A row of former TNT storage bunkers at the USDA Forest Service's Midewin National Tallgrass Prairie are pictured in 2006 on the site of the former Joliet Arsenal in Wilmington. Decades later, officials still are figuring out what to do with some of the structures. (George Thompson/Chicago Tribune)
A row of former TNT storage bunkers at the USDA Forest Service’s Midewin National Tallgrass Prairie are pictured in 2006 on the site of the former Joliet Arsenal in Wilmington. Decades later, officials still are figuring out what to do with some of the structures. (George Thompson/Chicago Tribune)

A number of bunkers that once housed explosives are still used for storage, albeit of far less volatile material. One is permanently open to the public, but others are unused. One idea students came up with was to cut one “essentially in half,” Wax said, for use as a shelter by birders and hikers.
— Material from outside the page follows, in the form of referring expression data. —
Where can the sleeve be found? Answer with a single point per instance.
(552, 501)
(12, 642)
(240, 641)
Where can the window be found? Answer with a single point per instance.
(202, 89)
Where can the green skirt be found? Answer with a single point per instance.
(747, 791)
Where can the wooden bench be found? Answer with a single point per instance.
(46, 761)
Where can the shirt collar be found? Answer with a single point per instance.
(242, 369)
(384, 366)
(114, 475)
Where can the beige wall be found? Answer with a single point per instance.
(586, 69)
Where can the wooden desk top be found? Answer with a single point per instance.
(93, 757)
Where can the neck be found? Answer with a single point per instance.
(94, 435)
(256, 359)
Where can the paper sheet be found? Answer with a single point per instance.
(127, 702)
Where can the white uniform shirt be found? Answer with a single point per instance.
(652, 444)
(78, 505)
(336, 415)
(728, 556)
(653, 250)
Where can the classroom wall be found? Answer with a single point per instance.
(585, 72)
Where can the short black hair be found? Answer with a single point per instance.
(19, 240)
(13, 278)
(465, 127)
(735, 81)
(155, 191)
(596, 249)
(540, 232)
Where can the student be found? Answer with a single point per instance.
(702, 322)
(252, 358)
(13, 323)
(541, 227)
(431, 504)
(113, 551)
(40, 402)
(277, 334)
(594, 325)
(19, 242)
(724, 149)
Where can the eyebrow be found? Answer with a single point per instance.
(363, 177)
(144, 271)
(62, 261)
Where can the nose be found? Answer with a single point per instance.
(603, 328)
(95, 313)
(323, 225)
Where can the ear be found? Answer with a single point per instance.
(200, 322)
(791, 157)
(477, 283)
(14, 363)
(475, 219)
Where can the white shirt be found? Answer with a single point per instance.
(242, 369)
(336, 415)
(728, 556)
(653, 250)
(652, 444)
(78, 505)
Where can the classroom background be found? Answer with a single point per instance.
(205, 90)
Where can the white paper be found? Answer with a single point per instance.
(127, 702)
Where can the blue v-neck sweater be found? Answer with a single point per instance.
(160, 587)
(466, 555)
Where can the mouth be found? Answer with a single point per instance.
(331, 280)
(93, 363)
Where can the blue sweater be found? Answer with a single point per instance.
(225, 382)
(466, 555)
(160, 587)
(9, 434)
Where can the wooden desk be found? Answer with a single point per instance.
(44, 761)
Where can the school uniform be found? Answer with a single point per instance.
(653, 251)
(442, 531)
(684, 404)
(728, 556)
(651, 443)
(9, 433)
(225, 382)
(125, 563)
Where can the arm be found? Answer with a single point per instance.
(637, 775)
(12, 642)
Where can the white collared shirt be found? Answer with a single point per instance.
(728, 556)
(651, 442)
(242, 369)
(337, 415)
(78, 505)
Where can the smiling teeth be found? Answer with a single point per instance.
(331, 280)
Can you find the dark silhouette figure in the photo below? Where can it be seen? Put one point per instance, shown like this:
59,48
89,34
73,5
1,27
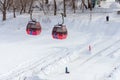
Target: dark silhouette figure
66,70
107,18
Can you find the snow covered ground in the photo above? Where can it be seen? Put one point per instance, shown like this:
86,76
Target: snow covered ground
27,57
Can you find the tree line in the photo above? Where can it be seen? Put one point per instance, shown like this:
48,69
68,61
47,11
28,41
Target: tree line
26,6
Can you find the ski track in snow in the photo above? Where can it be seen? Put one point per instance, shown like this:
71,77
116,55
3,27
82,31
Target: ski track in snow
45,62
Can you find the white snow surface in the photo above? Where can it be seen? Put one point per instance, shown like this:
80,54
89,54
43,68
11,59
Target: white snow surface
27,57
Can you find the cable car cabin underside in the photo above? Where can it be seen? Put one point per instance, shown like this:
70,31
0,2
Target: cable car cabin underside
33,28
59,32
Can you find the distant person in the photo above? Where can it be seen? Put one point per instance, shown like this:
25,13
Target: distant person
107,18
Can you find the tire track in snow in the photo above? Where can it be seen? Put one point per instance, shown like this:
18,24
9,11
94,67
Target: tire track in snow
43,61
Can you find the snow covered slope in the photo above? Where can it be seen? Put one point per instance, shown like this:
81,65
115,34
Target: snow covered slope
90,52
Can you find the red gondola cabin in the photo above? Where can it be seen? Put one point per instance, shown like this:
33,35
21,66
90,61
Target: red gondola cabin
59,32
33,28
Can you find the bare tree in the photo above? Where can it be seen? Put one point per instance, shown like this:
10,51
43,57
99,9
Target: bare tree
3,7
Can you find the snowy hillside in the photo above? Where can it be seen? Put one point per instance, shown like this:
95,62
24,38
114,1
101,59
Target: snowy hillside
90,52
Another concept was to use a bunker as the setting for a larger memorial to the arsenal workers killed in a 1942 explosion.

“A skylight would be cut into (the bunker) and the memorial and statue for the explosion victims would be moved into the bunker and that would become a show space for that memorial,” Wax said.

While that work is still in a conceptual phase, Wax said after months of working without adequate climate control, he’s happy to see the project starting at the supervisor’s office and welcome center.

“I’m overjoyed,” he said. “It was difficult this last year. There were multiple times where we had to just leave, last minute, and you’re not planning for it. We had to cancel some educational programming.

“Doing anything last minute like that is hard on the staff, and hard on the community. It will be nice to have all that taken care of.”

As of right now, the facility is scheduled to reopen with functional climate control on Jan. 27.